Basically I'm having a negative somewhere that I'm not accounting for in my derivation of this. I'll just go through what I do step by step here until where I'm positive my error occurs...

$$\int_0^1{x^xdx}=\int_0^1{e^{xln(x)}dx}$$

$$e^{xln(x)}dx=\sum_{n=0}^{\infty}\frac{1}{n!}x^nln^n(x)$$

$$\sum_{n=0}^{\infty}\frac{1}{n!}\int_0^1x^nln^n(x)dx$$ and then I made the substitution $$u=-ln(x)$$ or $$e^{-u}=x,dx=-e^{-u}du$$ and I get after changing the bounds of integration

$$(-1)^{n+1}{\int_0^{\infty}e^{-u(n+1)}u^ndu$$

Here's the problem, I'm supposed to get $$(-1)^n$$ as the constant in the integrand at this point but I can't get that extra -1 to go away.
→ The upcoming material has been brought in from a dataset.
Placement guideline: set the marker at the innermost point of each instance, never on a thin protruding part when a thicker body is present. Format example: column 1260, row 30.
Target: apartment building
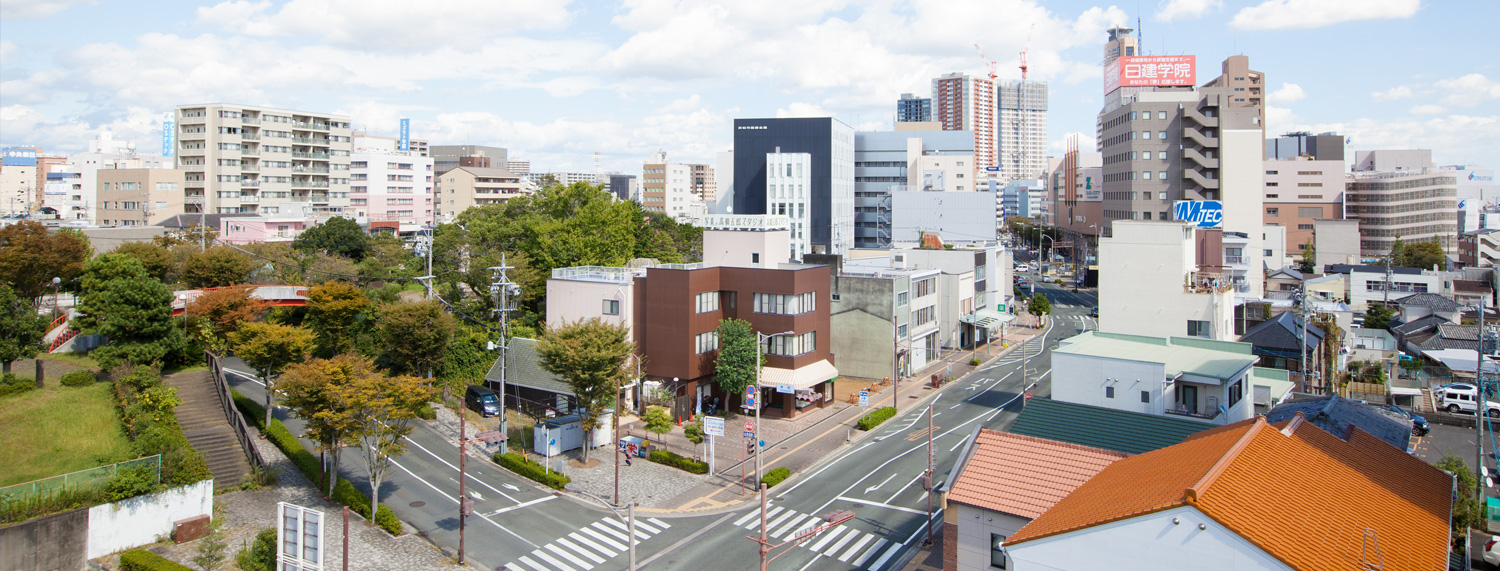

Ignoring that constant the rest of the proof goes out without a hitch, just using the Gamma function etc. but I can't make this silly negative go away! Can anyone see my mistake? =(

Thank you!

*Edit: The rest of the derivation from the last step. I made another substitution $$v=u(n+1),du=dv/(n+1)$$ and then I get

$$\frac{(-1)^{n+1}}{n+1}\int_0^{\infty}e^{-v}\left(\frac{v}{n+1}\right)^ndv=\frac{(-1)^{n+1}}{(n+1)^{n+1}}\int_0^{\infty}e^{-v}v^{n}dv$$.

That last formula is the one for $$\Gamma(n+1)=n!$$ so then I get after substituting back into the sum,

$$\sum_{n=0}^{\infty}\frac{n!}{n!}\frac{(-1)^{n+1}}{(n+1)^{n+1}}=\sum_{n=0}^{\infty}\frac{(-1)^{n+1}}{(n+1)^{n+1}}$$.

Now I do make that substitution into the sum, setting $$n+1=k$$ I get

$$\int_0^1x^xdx=\sum_{k=1}^{\infty}\frac{(-1)^k}{k^k}$$. The problem is that I'm supposed to get $$(-1)^{k+1}$$ in that final sum rather than $$(-1)^k$$.

Last edited: Nov 28, 2008
2. Nov 28, 2008

### Unco

You'll kick yourself, Cistra: your sum is from n=0, the required sum is from k=1 (replacing their n with k), so at the end just put k=n+1.

3. Nov 28, 2008

### Cistra

Hrm, that's what I did (edited with full derivation above) and I'm off by one power of -1 at my conclusion.

4. Nov 28, 2008

### Unco

Actually, with your substitution we have

$$\int_0^1x^nln^n(x)dx = \int_{\infty}^{0}e^{-nu}(-u)^n(-e^{-u}\, du) \,\, = \, \, -(-1)^n\int_{\infty}^{0}e^{-u(n+1)}u^n\, du \, \, = \, \, (-1)^n\int_{0}^{\infty}e^{-u(n+1)}u^n\, du$$

5. Nov 28, 2008

### Cistra

Argh! I didn't look closely at my bounds...thank you for your assistance Unco.